El Juzgado de Violencia sobre la Mujer número 2 de Las Palmas de Gran Canaria ha condenado a un hombre a doce meses y un día de prisión por arrojar desde un risco al perro de su pareja. La sentencia, dictada por la magistrada Auxiliadora Díaz, interpreta los hechos como un episodio de violencia machista vicaria, al considerar que la muerte del animal fue utilizada como medio para causar daño psicológico a la mujer. Se trata de una resolución judicial novedosa que amplía el concepto de violencia de género a la instrumentalización de animales de compañía para ejercer control y dominación.
Según informó este martes el Tribunal Superior de Justicia de Canarias (TSJC), la jueza aplicó una “perspectiva de género” en el análisis del caso, lo que le permitió asumir competencias sobre un delito que en principio se circunscribiría al ámbito del maltrato animal. La clave, argumenta la sentencia, está en la conexión entre la muerte del animal y el maltrato psicológico, castigado en el artículo 153.1 del Código Penal.
Una amenaza previa y un acto planificado
La resolución judicial declara probado que los hechos ocurrieron el pasado 13 de septiembre en Las Palmas de Gran Canaria. Ese día, el acusado telefoneó a su pareja y le anunció: “Voy a matar al perro y después me mato”, en referencia a un podenco de casi cuatro meses, propiedad de ambos. Tras la llamada, el hombre se dirigió desde el paseo de Las Canteras hasta la carretera de El Rincón, lugar al que también acudió la mujer con la intención de rescatar al animal.
Cuando ella llegó, el acusado la intimidó con nuevas amenazas: “No te acerques o tiro al perro y me mato”. Acto seguido, y con la intención de provocar un quebranto emocional en su pareja, arrojó al cachorro desde el risco, lo que provocó su muerte inmediata tras golpearse contra las rocas.

La magistrada subraya en el fallo que la muerte del animal “no fue un hecho fortuito ni una mera coincidencia fáctica, sino el instrumento elegido para menoscabar psíquicamente a la mujer”. La resolución señala además que la víctima presentó un cuadro de afectación psicológica que requirió atención médica inicial y un proceso de recuperación estimado en 90 días.
Violencia vicaria con animales
La sentencia marca un precedente en la interpretación judicial de la violencia de género al considerar que el maltrato a un animal de compañía puede constituir violencia vicaria.
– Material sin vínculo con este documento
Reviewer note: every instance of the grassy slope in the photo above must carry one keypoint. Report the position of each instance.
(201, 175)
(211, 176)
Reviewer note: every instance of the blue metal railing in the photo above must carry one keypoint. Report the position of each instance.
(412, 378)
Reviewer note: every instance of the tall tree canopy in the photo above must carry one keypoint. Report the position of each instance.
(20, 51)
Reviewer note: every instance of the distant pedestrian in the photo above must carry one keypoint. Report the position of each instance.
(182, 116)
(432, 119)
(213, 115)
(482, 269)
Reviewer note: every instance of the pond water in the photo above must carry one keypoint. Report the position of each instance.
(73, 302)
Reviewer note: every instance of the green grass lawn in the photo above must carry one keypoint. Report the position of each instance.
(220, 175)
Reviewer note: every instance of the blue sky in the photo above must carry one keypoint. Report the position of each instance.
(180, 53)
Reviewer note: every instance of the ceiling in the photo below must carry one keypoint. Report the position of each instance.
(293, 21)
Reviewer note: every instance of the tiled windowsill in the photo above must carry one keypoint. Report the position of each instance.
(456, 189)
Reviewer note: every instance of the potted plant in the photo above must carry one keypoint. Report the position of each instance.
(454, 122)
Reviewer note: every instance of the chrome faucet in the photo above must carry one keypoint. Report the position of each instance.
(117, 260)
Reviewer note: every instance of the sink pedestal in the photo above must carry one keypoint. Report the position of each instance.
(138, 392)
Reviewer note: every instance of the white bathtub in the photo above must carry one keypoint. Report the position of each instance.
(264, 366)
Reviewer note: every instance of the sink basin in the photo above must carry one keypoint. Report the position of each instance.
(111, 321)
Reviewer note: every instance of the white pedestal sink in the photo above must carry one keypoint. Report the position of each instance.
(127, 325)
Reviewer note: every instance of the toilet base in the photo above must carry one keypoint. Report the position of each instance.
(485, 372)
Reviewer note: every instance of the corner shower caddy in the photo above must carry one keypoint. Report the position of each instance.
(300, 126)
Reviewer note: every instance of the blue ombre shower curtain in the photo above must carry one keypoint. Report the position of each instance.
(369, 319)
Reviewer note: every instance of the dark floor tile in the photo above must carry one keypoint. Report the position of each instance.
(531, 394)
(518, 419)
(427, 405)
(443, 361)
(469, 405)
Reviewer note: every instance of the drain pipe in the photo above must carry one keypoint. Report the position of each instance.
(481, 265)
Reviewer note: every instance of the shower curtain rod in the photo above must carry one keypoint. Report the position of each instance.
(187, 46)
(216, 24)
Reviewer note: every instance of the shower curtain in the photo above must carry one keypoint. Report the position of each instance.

Este concepto se refiere a las agresiones dirigidas contra terceros —habitualmente hijos— con el objetivo de causar sufrimiento indirecto a la mujer. En este caso, la jueza concluye que el acusado empleó al perro como “instrumento de dominación y control”.
La magistrada Díaz sostiene que aplicar la perspectiva de género en este tipo de casos supone reconocer que “estamos ante violencia vicaria sobre un animal de compañía, cuyo fin era perpetuar el sometimiento y el control sobre la mujer”. De ahí, explica, la necesidad de una respuesta penal más severa y de medidas de protección específicas.
Este fallo, además, podría abrir la puerta a nuevas interpretaciones jurídicas en situaciones en las que se utilicen animales para infligir daño emocional a víctimas de violencia machista, un aspecto hasta ahora poco explorado en la jurisprudencia española.
El procedimiento se resolvió mediante un juicio rápido celebrado el lunes 22 de septiembre, en el que el acusado aceptó los hechos tal y como los relató el fiscal y se conformó con la pena impuesta. Al admitir su responsabilidad, la sentencia es ya firme y no será objeto de recurso.
La condena impuesta contempla doce meses y un día de prisión, en concurso medial entre un delito de maltrato animal y un delito de maltrato psicológico en el ámbito de la violencia de género. De esta forma, la magistrada integra ambos delitos en una misma resolución, subrayando la conexión entre el sufrimiento causado al animal y el daño intencionado hacia la mujer.